Filters are made in a number of materials, sometimes in combination with one another. Let’s take a look at some of the most common types of hydraulic filter media.
Cellulose is a widely abundant organic polymer that’s sourced mainly from wood pulp and cotton, and is relatively inexpensive to produce. However, its lack of uniform pore structure gives it a nominal rating, which can make cellulose filters susceptible to deterioration and shedding. While cellulose can capture particles, it’s less effective in retaining them, which along with shedding can lead to damage in industrial systems.
Glass media has a uniform pore structure, which gives it the ability to capture and contain more particles than cellulose. It’s not susceptible to structural manipulation, and it is immune from shedding, so that dirt stays where it is. For this reason, glass filters are awarded absolute ratings, and are considered an upgrade to systems that have been running on cellulose filters.
Made from stainless steel, wire mesh filter media have absolute ratings, however it is more durable than cellulose, and more capable of containing particulate. Wire mesh filters are ideal for fire-resistant fluid applications, such as high temperature governor controls, steel mill hydraulics and aircraft ground support equipment.
Coalescing filters are designed to separate two fluids from one another in different phases, while also filtering out particulate.
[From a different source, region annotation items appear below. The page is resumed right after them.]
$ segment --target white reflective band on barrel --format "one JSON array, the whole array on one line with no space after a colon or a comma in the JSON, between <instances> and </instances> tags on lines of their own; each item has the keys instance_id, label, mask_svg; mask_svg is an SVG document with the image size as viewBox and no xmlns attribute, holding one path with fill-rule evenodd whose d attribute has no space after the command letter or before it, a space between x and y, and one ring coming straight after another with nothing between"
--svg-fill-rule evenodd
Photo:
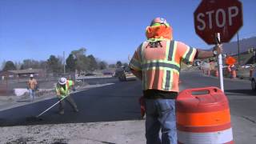
<instances>
[{"instance_id":1,"label":"white reflective band on barrel","mask_svg":"<svg viewBox=\"0 0 256 144\"><path fill-rule=\"evenodd\" d=\"M232 128L210 133L177 132L178 141L186 144L222 144L233 141Z\"/></svg>"}]
</instances>

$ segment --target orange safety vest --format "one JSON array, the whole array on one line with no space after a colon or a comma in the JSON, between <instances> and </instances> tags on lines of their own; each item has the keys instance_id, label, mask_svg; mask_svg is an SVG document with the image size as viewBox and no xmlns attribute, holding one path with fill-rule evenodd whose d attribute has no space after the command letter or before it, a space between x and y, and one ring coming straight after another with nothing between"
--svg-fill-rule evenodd
<instances>
[{"instance_id":1,"label":"orange safety vest","mask_svg":"<svg viewBox=\"0 0 256 144\"><path fill-rule=\"evenodd\" d=\"M71 80L67 80L66 82L66 89L64 90L63 87L59 86L58 83L55 86L55 90L57 93L57 95L62 95L62 96L67 96L70 94L70 87L74 86L74 82Z\"/></svg>"},{"instance_id":2,"label":"orange safety vest","mask_svg":"<svg viewBox=\"0 0 256 144\"><path fill-rule=\"evenodd\" d=\"M182 42L164 39L154 42L146 41L135 51L130 67L142 71L143 90L178 92L180 63L191 63L196 49ZM154 46L153 45L153 46Z\"/></svg>"}]
</instances>

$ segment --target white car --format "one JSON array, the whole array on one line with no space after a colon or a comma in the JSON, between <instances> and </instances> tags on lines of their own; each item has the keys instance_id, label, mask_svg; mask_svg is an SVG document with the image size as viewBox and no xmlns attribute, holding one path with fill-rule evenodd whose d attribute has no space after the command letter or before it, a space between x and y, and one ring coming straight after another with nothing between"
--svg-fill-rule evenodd
<instances>
[{"instance_id":1,"label":"white car","mask_svg":"<svg viewBox=\"0 0 256 144\"><path fill-rule=\"evenodd\" d=\"M256 69L254 69L254 70L253 71L250 82L252 90L256 90Z\"/></svg>"}]
</instances>

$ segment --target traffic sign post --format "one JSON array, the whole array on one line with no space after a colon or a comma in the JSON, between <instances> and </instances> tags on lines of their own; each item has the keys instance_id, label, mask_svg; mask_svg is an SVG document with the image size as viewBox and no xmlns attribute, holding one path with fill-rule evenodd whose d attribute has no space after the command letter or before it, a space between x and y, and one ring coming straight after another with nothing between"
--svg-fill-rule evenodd
<instances>
[{"instance_id":1,"label":"traffic sign post","mask_svg":"<svg viewBox=\"0 0 256 144\"><path fill-rule=\"evenodd\" d=\"M216 38L217 38L217 45L220 44L220 34L216 34ZM224 92L224 84L223 84L223 71L222 71L222 55L218 54L218 78L219 78L219 86L221 87L221 90Z\"/></svg>"},{"instance_id":2,"label":"traffic sign post","mask_svg":"<svg viewBox=\"0 0 256 144\"><path fill-rule=\"evenodd\" d=\"M194 13L196 34L207 44L228 42L242 26L238 0L202 0ZM217 41L217 42L216 42ZM224 91L222 56L218 56L220 87Z\"/></svg>"}]
</instances>

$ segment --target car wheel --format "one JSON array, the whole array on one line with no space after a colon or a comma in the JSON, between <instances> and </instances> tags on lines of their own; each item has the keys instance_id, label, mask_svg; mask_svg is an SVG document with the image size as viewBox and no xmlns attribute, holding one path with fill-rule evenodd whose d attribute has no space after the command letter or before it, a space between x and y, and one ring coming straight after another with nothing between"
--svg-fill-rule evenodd
<instances>
[{"instance_id":1,"label":"car wheel","mask_svg":"<svg viewBox=\"0 0 256 144\"><path fill-rule=\"evenodd\" d=\"M252 90L256 90L256 82L254 79L251 80L251 88Z\"/></svg>"}]
</instances>

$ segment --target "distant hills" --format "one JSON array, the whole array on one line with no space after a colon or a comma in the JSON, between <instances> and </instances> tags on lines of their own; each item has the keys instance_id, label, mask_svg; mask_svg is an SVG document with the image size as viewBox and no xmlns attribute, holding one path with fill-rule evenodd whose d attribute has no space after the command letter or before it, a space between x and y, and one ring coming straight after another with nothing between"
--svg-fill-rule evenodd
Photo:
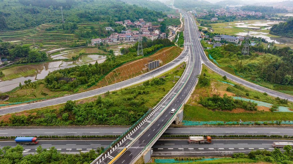
<instances>
[{"instance_id":1,"label":"distant hills","mask_svg":"<svg viewBox=\"0 0 293 164\"><path fill-rule=\"evenodd\" d=\"M219 2L216 2L214 4L218 5L220 6L224 6L226 5L246 5L248 4L248 3L246 2L242 1L233 1L233 0L225 0Z\"/></svg>"},{"instance_id":2,"label":"distant hills","mask_svg":"<svg viewBox=\"0 0 293 164\"><path fill-rule=\"evenodd\" d=\"M195 7L213 7L214 5L203 0L175 0L174 6L179 8L190 8Z\"/></svg>"},{"instance_id":3,"label":"distant hills","mask_svg":"<svg viewBox=\"0 0 293 164\"><path fill-rule=\"evenodd\" d=\"M274 25L271 28L270 33L276 35L293 38L293 18L286 22L281 22Z\"/></svg>"}]
</instances>

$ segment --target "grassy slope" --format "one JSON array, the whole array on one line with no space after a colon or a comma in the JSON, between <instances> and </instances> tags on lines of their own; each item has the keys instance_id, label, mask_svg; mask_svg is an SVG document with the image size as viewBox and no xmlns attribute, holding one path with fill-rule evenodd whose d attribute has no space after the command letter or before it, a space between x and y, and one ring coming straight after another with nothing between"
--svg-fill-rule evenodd
<instances>
[{"instance_id":1,"label":"grassy slope","mask_svg":"<svg viewBox=\"0 0 293 164\"><path fill-rule=\"evenodd\" d=\"M202 74L205 73L208 76L209 76L211 79L212 83L217 80L225 81L222 77L218 74L212 72L206 67L203 67ZM233 84L235 83L229 80L226 82ZM257 111L254 113L242 112L238 113L233 113L228 111L213 111L207 109L201 105L197 103L198 100L195 99L195 95L199 94L200 96L209 96L212 94L211 92L215 90L221 91L220 86L213 86L211 85L209 87L200 87L198 84L196 87L193 95L192 95L190 99L188 101L187 104L191 104L185 105L184 107L184 118L183 119L188 121L239 121L241 119L243 121L270 121L273 120L291 120L293 117L293 113L289 112L271 112L267 111ZM223 87L222 90L225 90L227 86L229 86L228 84L223 84L222 85ZM214 88L213 88L213 87ZM246 88L248 90L250 96L247 98L252 99L258 100L268 103L276 103L277 101L273 98L269 96L265 96L262 93ZM241 91L239 91L240 92ZM245 92L242 94L245 94ZM258 95L259 99L256 99L254 96ZM285 106L283 105L282 105ZM292 107L292 104L289 104L288 106Z\"/></svg>"},{"instance_id":2,"label":"grassy slope","mask_svg":"<svg viewBox=\"0 0 293 164\"><path fill-rule=\"evenodd\" d=\"M178 66L174 69L173 69L167 72L165 72L164 74L161 75L159 76L164 75L166 76L165 78L167 80L167 82L164 84L159 85L155 85L153 86L149 86L147 87L147 90L149 90L149 93L146 94L143 94L139 95L137 96L134 99L135 100L139 100L142 99L145 100L146 101L145 103L143 104L144 106L149 107L152 107L155 106L169 91L172 87L174 86L175 83L174 83L173 82L173 78L174 76L181 76L184 70L184 67L182 66ZM130 88L133 88L136 86L140 86L141 84L138 84L134 86L131 86ZM43 89L43 90L44 89ZM108 96L106 98L103 98L102 99L103 101L104 101L105 99L110 99L113 101L113 102L124 102L125 100L124 100L124 97L127 97L129 96L132 96L132 93L128 93L125 94L125 92L124 89L119 89L117 90L117 92L115 94L110 94L110 96ZM95 96L93 97L85 99L82 100L79 100L77 101L77 103L83 103L86 102L93 102L97 99L97 96ZM129 100L130 101L131 100ZM40 114L46 113L55 113L56 114L57 116L57 118L61 118L61 116L64 113L68 112L60 111L58 109L60 107L62 107L64 106L65 104L57 105L55 106L51 106L50 107L46 107L42 108L40 109L35 109L24 111L20 112L18 112L15 114L16 115L21 115L22 114L24 114L25 115L28 115L30 114L32 114L33 115L35 115L36 113L38 114L38 116L37 118L41 118L40 117L40 116L44 116L44 115ZM71 116L71 118L72 120L74 120L75 117L74 114L72 112L69 113L70 115ZM9 121L8 118L11 118L12 114L9 114L7 115L1 116L0 117L0 121L3 120L4 121ZM69 120L69 121L70 120ZM5 124L5 125L10 125L9 122L6 123L8 124ZM60 123L60 122L58 123ZM71 123L68 123L65 122L62 122L62 125L68 125L69 124L70 125L74 125L74 124L71 124Z\"/></svg>"}]
</instances>

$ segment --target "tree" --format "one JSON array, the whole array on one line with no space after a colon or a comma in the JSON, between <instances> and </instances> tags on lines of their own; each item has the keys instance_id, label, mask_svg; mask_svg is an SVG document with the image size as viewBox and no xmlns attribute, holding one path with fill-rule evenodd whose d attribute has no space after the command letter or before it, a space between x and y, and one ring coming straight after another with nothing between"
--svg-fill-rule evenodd
<instances>
[{"instance_id":1,"label":"tree","mask_svg":"<svg viewBox=\"0 0 293 164\"><path fill-rule=\"evenodd\" d=\"M161 31L162 32L165 32L166 31L166 29L167 28L167 26L166 25L166 23L165 21L162 21L160 23L161 25Z\"/></svg>"},{"instance_id":2,"label":"tree","mask_svg":"<svg viewBox=\"0 0 293 164\"><path fill-rule=\"evenodd\" d=\"M3 73L2 71L0 71L0 77L4 77L5 76L5 75Z\"/></svg>"},{"instance_id":3,"label":"tree","mask_svg":"<svg viewBox=\"0 0 293 164\"><path fill-rule=\"evenodd\" d=\"M224 80L227 80L227 77L226 77L226 75L224 75L224 76L223 76L223 79L224 79Z\"/></svg>"},{"instance_id":4,"label":"tree","mask_svg":"<svg viewBox=\"0 0 293 164\"><path fill-rule=\"evenodd\" d=\"M290 155L292 154L290 152L290 150L292 149L292 147L291 146L291 145L286 145L284 146L284 148L283 148L284 150L286 151L285 152L284 152L284 154L286 155Z\"/></svg>"},{"instance_id":5,"label":"tree","mask_svg":"<svg viewBox=\"0 0 293 164\"><path fill-rule=\"evenodd\" d=\"M68 119L68 113L65 113L63 114L62 115L62 120L64 121L67 121Z\"/></svg>"}]
</instances>

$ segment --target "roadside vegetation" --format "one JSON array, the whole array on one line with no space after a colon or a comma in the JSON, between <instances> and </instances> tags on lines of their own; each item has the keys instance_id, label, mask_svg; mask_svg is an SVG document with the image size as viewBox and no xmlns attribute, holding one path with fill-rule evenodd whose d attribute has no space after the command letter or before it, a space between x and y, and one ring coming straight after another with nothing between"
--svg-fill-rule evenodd
<instances>
[{"instance_id":1,"label":"roadside vegetation","mask_svg":"<svg viewBox=\"0 0 293 164\"><path fill-rule=\"evenodd\" d=\"M250 55L241 53L242 46L229 44L206 51L231 74L270 89L292 95L293 51L288 47L270 49L251 46Z\"/></svg>"},{"instance_id":2,"label":"roadside vegetation","mask_svg":"<svg viewBox=\"0 0 293 164\"><path fill-rule=\"evenodd\" d=\"M154 106L174 86L184 64L142 85L98 96L0 117L1 126L130 125Z\"/></svg>"},{"instance_id":3,"label":"roadside vegetation","mask_svg":"<svg viewBox=\"0 0 293 164\"><path fill-rule=\"evenodd\" d=\"M216 164L216 163L259 163L261 162L268 163L293 163L293 151L292 147L290 145L286 145L284 147L285 152L282 153L280 149L275 148L272 151L268 151L266 150L253 150L248 154L242 153L234 153L232 155L231 158L220 158L211 160L200 160L205 158L204 157L201 158L190 158L178 157L175 158L175 160L179 161L193 161L193 162L184 163L188 164ZM155 160L155 162L156 160Z\"/></svg>"},{"instance_id":4,"label":"roadside vegetation","mask_svg":"<svg viewBox=\"0 0 293 164\"><path fill-rule=\"evenodd\" d=\"M88 152L81 152L76 154L61 153L54 147L47 150L39 146L37 153L23 156L23 147L18 145L14 147L4 146L0 149L0 163L32 164L41 163L90 163L102 153L103 147L96 151L91 150Z\"/></svg>"},{"instance_id":5,"label":"roadside vegetation","mask_svg":"<svg viewBox=\"0 0 293 164\"><path fill-rule=\"evenodd\" d=\"M280 101L282 99L239 85L225 78L203 65L198 83L184 107L184 120L227 122L240 119L243 121L292 119L293 112L272 112L269 107L256 106L252 102L239 101L231 97L241 97L291 109L292 103L284 103L286 100Z\"/></svg>"}]
</instances>

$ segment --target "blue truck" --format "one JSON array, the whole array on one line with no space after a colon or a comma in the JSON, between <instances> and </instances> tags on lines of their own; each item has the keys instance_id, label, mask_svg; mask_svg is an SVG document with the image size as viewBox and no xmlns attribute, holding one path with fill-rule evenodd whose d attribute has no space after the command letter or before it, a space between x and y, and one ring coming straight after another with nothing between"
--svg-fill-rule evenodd
<instances>
[{"instance_id":1,"label":"blue truck","mask_svg":"<svg viewBox=\"0 0 293 164\"><path fill-rule=\"evenodd\" d=\"M22 145L36 144L39 142L38 138L33 137L18 137L14 141L18 144Z\"/></svg>"}]
</instances>

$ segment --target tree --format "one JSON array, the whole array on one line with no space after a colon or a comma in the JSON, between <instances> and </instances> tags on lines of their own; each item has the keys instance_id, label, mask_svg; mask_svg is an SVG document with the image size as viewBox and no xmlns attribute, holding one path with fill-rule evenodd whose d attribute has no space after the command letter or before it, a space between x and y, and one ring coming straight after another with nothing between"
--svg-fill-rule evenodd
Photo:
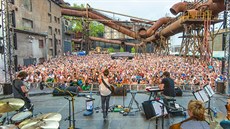
<instances>
[{"instance_id":1,"label":"tree","mask_svg":"<svg viewBox=\"0 0 230 129\"><path fill-rule=\"evenodd\" d=\"M131 49L131 53L136 53L136 50L135 50L135 48L134 48L134 47L132 47L132 49Z\"/></svg>"},{"instance_id":2,"label":"tree","mask_svg":"<svg viewBox=\"0 0 230 129\"><path fill-rule=\"evenodd\" d=\"M74 8L77 9L83 9L85 6L83 4L77 5L73 4ZM86 18L77 18L77 20L73 19L71 16L67 16L68 19L70 19L72 26L72 31L78 33L83 32L83 24L89 23L89 36L101 36L104 33L104 25L96 22L96 21L87 21Z\"/></svg>"},{"instance_id":3,"label":"tree","mask_svg":"<svg viewBox=\"0 0 230 129\"><path fill-rule=\"evenodd\" d=\"M125 52L123 47L120 48L120 52Z\"/></svg>"}]
</instances>

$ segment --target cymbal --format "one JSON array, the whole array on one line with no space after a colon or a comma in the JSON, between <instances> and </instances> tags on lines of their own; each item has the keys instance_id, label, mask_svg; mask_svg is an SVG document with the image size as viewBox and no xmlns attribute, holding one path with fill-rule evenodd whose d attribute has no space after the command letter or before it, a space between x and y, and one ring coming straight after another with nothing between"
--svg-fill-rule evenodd
<instances>
[{"instance_id":1,"label":"cymbal","mask_svg":"<svg viewBox=\"0 0 230 129\"><path fill-rule=\"evenodd\" d=\"M8 98L0 100L0 113L11 112L20 109L25 102L22 99Z\"/></svg>"},{"instance_id":2,"label":"cymbal","mask_svg":"<svg viewBox=\"0 0 230 129\"><path fill-rule=\"evenodd\" d=\"M18 127L16 125L10 124L10 125L0 126L0 129L18 129Z\"/></svg>"},{"instance_id":3,"label":"cymbal","mask_svg":"<svg viewBox=\"0 0 230 129\"><path fill-rule=\"evenodd\" d=\"M57 129L57 121L35 121L22 126L20 129Z\"/></svg>"},{"instance_id":4,"label":"cymbal","mask_svg":"<svg viewBox=\"0 0 230 129\"><path fill-rule=\"evenodd\" d=\"M42 115L39 115L39 116L31 118L31 119L24 120L23 122L21 122L19 124L19 128L22 128L25 125L31 125L31 123L36 124L36 123L39 123L41 121L43 121L43 122L45 121L45 122L49 123L49 122L59 122L60 120L61 120L61 114L60 113L46 113L46 114L42 114Z\"/></svg>"}]
</instances>

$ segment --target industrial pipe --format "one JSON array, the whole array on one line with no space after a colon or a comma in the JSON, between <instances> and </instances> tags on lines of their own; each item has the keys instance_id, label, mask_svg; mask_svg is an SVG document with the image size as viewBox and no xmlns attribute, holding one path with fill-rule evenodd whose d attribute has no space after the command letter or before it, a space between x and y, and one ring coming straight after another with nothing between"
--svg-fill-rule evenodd
<instances>
[{"instance_id":1,"label":"industrial pipe","mask_svg":"<svg viewBox=\"0 0 230 129\"><path fill-rule=\"evenodd\" d=\"M77 16L77 17L86 17L88 15L89 18L91 19L105 19L105 16L103 15L99 15L98 13L95 14L93 11L89 10L88 13L86 12L86 10L77 10L77 9L74 9L74 8L62 8L61 10L61 13L62 15L68 15L68 16ZM108 22L106 20L102 20L102 21L99 21L101 23L103 23L104 25L106 26L109 26L123 34L126 34L134 39L137 39L138 38L138 35L136 35L136 33L126 27L123 27L117 23L114 23L114 22Z\"/></svg>"},{"instance_id":2,"label":"industrial pipe","mask_svg":"<svg viewBox=\"0 0 230 129\"><path fill-rule=\"evenodd\" d=\"M179 12L185 12L187 10L187 5L188 5L188 2L176 3L170 8L170 12L173 15L177 15Z\"/></svg>"},{"instance_id":3,"label":"industrial pipe","mask_svg":"<svg viewBox=\"0 0 230 129\"><path fill-rule=\"evenodd\" d=\"M147 38L153 35L162 25L168 23L172 18L170 17L162 17L157 20L147 31L145 28L140 28L138 30L138 34L142 38Z\"/></svg>"},{"instance_id":4,"label":"industrial pipe","mask_svg":"<svg viewBox=\"0 0 230 129\"><path fill-rule=\"evenodd\" d=\"M92 36L90 36L89 39L93 40L93 41L100 41L100 42L106 42L106 43L112 43L112 44L118 44L118 45L121 45L122 43L125 43L125 45L128 45L128 46L133 46L133 47L135 46L134 43L122 42L120 40L109 40L109 39L92 37Z\"/></svg>"}]
</instances>

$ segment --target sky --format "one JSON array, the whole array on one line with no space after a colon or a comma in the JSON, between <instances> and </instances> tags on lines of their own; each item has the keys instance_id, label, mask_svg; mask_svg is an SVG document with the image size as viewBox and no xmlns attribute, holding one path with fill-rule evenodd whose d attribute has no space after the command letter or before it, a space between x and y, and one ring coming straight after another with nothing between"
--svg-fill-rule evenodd
<instances>
[{"instance_id":1,"label":"sky","mask_svg":"<svg viewBox=\"0 0 230 129\"><path fill-rule=\"evenodd\" d=\"M116 13L126 14L139 18L149 20L158 20L161 17L170 16L175 17L169 11L170 7L182 0L64 0L65 2L76 3L78 5L87 3L95 9L102 9ZM111 17L119 18L121 20L129 20L128 17L121 17L119 15L107 14ZM171 42L175 45L181 43L178 39L179 35L173 36Z\"/></svg>"}]
</instances>

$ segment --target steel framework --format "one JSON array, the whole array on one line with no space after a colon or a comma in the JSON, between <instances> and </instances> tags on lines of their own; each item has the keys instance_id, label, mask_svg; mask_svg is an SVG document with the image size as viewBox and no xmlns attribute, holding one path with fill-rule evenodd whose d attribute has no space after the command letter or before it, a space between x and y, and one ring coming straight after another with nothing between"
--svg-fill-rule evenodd
<instances>
[{"instance_id":1,"label":"steel framework","mask_svg":"<svg viewBox=\"0 0 230 129\"><path fill-rule=\"evenodd\" d=\"M12 28L12 5L13 0L1 0L1 20L2 20L2 45L4 47L4 71L5 83L11 83L15 75L14 66L14 45Z\"/></svg>"},{"instance_id":2,"label":"steel framework","mask_svg":"<svg viewBox=\"0 0 230 129\"><path fill-rule=\"evenodd\" d=\"M225 59L222 61L222 72L226 71L227 73L227 85L228 85L228 91L227 94L230 94L230 5L229 0L225 0L225 11L224 11L224 22L223 22L223 29L225 29L225 32L223 33L223 50L225 51ZM227 60L227 62L225 62ZM225 65L227 65L227 68L225 69Z\"/></svg>"}]
</instances>

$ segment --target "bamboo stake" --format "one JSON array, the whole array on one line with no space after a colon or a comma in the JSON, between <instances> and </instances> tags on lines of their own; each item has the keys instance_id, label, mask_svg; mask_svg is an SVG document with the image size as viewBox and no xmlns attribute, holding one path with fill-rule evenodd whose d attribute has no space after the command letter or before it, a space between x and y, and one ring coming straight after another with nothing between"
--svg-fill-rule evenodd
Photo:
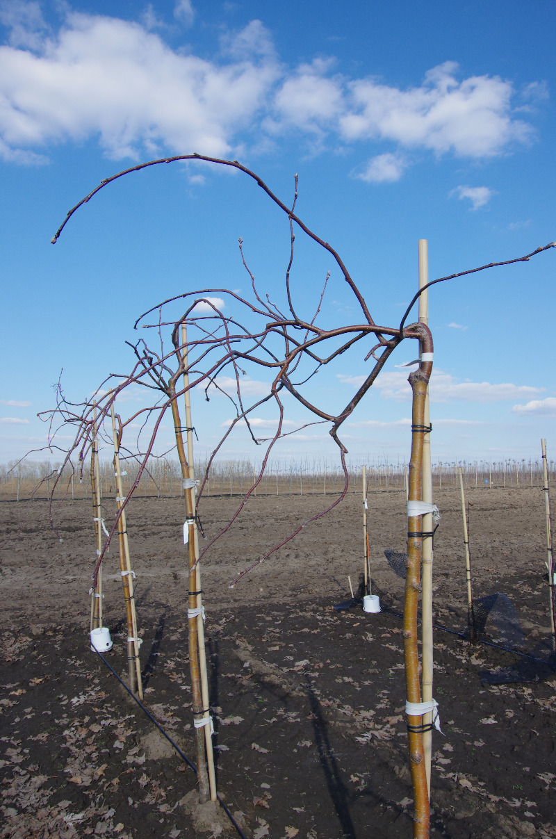
<instances>
[{"instance_id":1,"label":"bamboo stake","mask_svg":"<svg viewBox=\"0 0 556 839\"><path fill-rule=\"evenodd\" d=\"M543 490L544 492L544 512L546 514L547 569L548 571L548 593L550 597L550 628L552 630L552 649L556 649L556 633L554 630L554 555L552 550L552 515L550 513L550 492L548 490L548 469L546 457L546 440L541 440L543 451Z\"/></svg>"},{"instance_id":2,"label":"bamboo stake","mask_svg":"<svg viewBox=\"0 0 556 839\"><path fill-rule=\"evenodd\" d=\"M366 529L366 470L363 466L363 579L365 594L371 594L371 558L369 556L369 534Z\"/></svg>"},{"instance_id":3,"label":"bamboo stake","mask_svg":"<svg viewBox=\"0 0 556 839\"><path fill-rule=\"evenodd\" d=\"M421 349L432 353L430 333L423 325ZM419 369L409 376L413 390L411 460L409 461L409 501L421 501L423 438L419 427L424 425L427 384L432 362L421 362ZM417 614L421 571L423 539L421 516L408 517L408 576L403 607L403 650L406 679L406 696L408 702L420 703L419 660L418 649ZM412 534L412 535L409 535ZM414 535L413 535L414 534ZM408 714L408 739L411 776L413 788L413 839L427 839L430 827L429 787L420 727L423 717Z\"/></svg>"},{"instance_id":4,"label":"bamboo stake","mask_svg":"<svg viewBox=\"0 0 556 839\"><path fill-rule=\"evenodd\" d=\"M91 489L93 502L93 524L96 537L96 555L102 550L102 511L101 509L101 487L98 465L98 429L96 427L96 403L93 402L93 439L91 447ZM96 575L96 585L91 589L91 629L102 626L102 565Z\"/></svg>"},{"instance_id":5,"label":"bamboo stake","mask_svg":"<svg viewBox=\"0 0 556 839\"><path fill-rule=\"evenodd\" d=\"M114 440L114 477L116 478L116 506L118 512L124 501L122 471L120 469L120 441L122 430L116 428L116 414L114 403L110 406L110 414L112 420L112 439ZM119 417L118 417L119 420ZM126 618L127 619L127 671L129 675L129 690L135 690L143 699L143 680L141 678L141 661L139 659L140 641L137 632L137 613L133 597L133 579L135 574L132 571L129 559L129 542L127 539L127 526L126 524L126 511L122 510L117 523L117 541L120 549L120 572L123 586L123 599L126 604Z\"/></svg>"},{"instance_id":6,"label":"bamboo stake","mask_svg":"<svg viewBox=\"0 0 556 839\"><path fill-rule=\"evenodd\" d=\"M467 581L467 624L469 626L470 644L477 640L475 626L475 610L473 608L473 589L471 586L471 556L469 550L469 533L467 531L467 515L465 513L465 494L463 488L463 477L460 466L460 492L461 493L461 514L464 523L464 545L465 546L465 580Z\"/></svg>"},{"instance_id":7,"label":"bamboo stake","mask_svg":"<svg viewBox=\"0 0 556 839\"><path fill-rule=\"evenodd\" d=\"M175 384L171 380L170 397L172 399L172 418L175 430L175 441L178 450L178 457L181 466L182 480L189 480L189 468L184 448L184 439L181 434L181 421L179 419L179 409L175 399ZM183 484L182 484L183 486ZM206 769L206 756L205 753L205 734L201 727L196 727L195 722L196 719L203 717L203 696L200 686L200 671L199 668L199 647L197 637L197 618L190 617L190 611L197 608L197 575L195 571L195 507L193 503L193 490L184 487L184 498L185 501L185 524L184 524L184 540L187 539L187 555L189 563L189 599L188 599L188 626L189 626L189 654L190 654L190 673L191 675L191 703L193 706L193 719L195 737L195 748L197 753L197 780L199 782L199 798L201 804L205 804L210 798L209 777Z\"/></svg>"},{"instance_id":8,"label":"bamboo stake","mask_svg":"<svg viewBox=\"0 0 556 839\"><path fill-rule=\"evenodd\" d=\"M429 282L429 243L426 239L418 242L418 279L419 289ZM419 297L419 323L429 326L429 289L425 289ZM430 411L429 407L429 386L424 401L423 425L430 425ZM423 483L421 488L423 501L433 503L433 477L430 461L430 432L423 434ZM431 533L433 530L433 514L427 513L423 516L423 531ZM422 630L423 640L423 672L421 685L423 689L423 701L429 702L433 698L433 666L434 666L434 641L433 641L433 539L423 539L423 571L422 571ZM433 722L433 714L426 714L423 717L423 725ZM430 766L432 759L432 731L423 732L423 748L424 749L425 769L429 798L430 799Z\"/></svg>"},{"instance_id":9,"label":"bamboo stake","mask_svg":"<svg viewBox=\"0 0 556 839\"><path fill-rule=\"evenodd\" d=\"M189 477L195 481L195 465L193 460L193 425L191 423L191 396L190 393L190 374L187 360L187 326L184 323L181 325L181 343L183 347L182 353L184 365L184 399L185 402L185 426L187 428L187 461L189 464ZM197 512L196 498L195 488L191 490L191 504L193 507L193 515ZM199 530L197 529L196 519L193 523L193 531L195 535L195 591L198 591L196 600L196 608L202 608L202 598L200 594L200 565L199 564ZM210 717L209 711L209 680L206 672L206 652L205 648L205 624L203 623L202 612L197 617L197 638L199 644L199 663L200 666L200 685L203 697L203 718ZM209 784L210 788L210 800L216 800L216 775L215 772L214 752L212 750L212 726L211 724L204 727L205 740L206 744L206 762L209 769Z\"/></svg>"}]
</instances>

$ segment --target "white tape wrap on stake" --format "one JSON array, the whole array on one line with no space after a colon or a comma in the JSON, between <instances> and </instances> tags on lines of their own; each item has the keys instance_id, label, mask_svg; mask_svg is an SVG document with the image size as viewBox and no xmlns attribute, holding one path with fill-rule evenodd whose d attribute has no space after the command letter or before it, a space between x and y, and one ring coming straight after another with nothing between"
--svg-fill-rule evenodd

Common in a variety of industries, coalescing filters are available in two subtypes: liquid-liquid filters, and liquid-gas filters, Coalescing filters can bring together into large drops free and emulsified water dispersed in oil and fuels. Those large drops can then be easily removed from the oil or fuel stream. Synthetic coalescing media now replace treated paper media for superior reliability.
Resin filter media treats fluids at a molecular level by removing contaminant molecules such as acids and free radicals, that form as a byproduct of fluid degradation and oxidation. Resin filters are designed to remove specific contaminants from fluids without removing additives, which results in better fluid performance.
High flowing lubrication systems found in many gas turbines create a static charge that builds up on filter elements until the charge jumps to a ground source. These very high temperature events ( 1000 deg F + ) burn the oil creating varnish which collects in servo valves causing failure. Non-spark filter medias are grounded so they don't build up a static charge, which improves equipment reliability and extends fluid life.
These filters are designed to prevent spark discharge, and therefore prevent oil degradation and antioxidant additive depletion while extending fluid life.
Water removal filter media is designed to remove small amounts of water from hydraulic systems. Water removal filters are typically divided between two types, coalescing and absorption.
Acid and Varnish Removal
Designed to remove the contaminants that accumulate in all lubricants and lubricating fluids, and ensure smoother operating systems.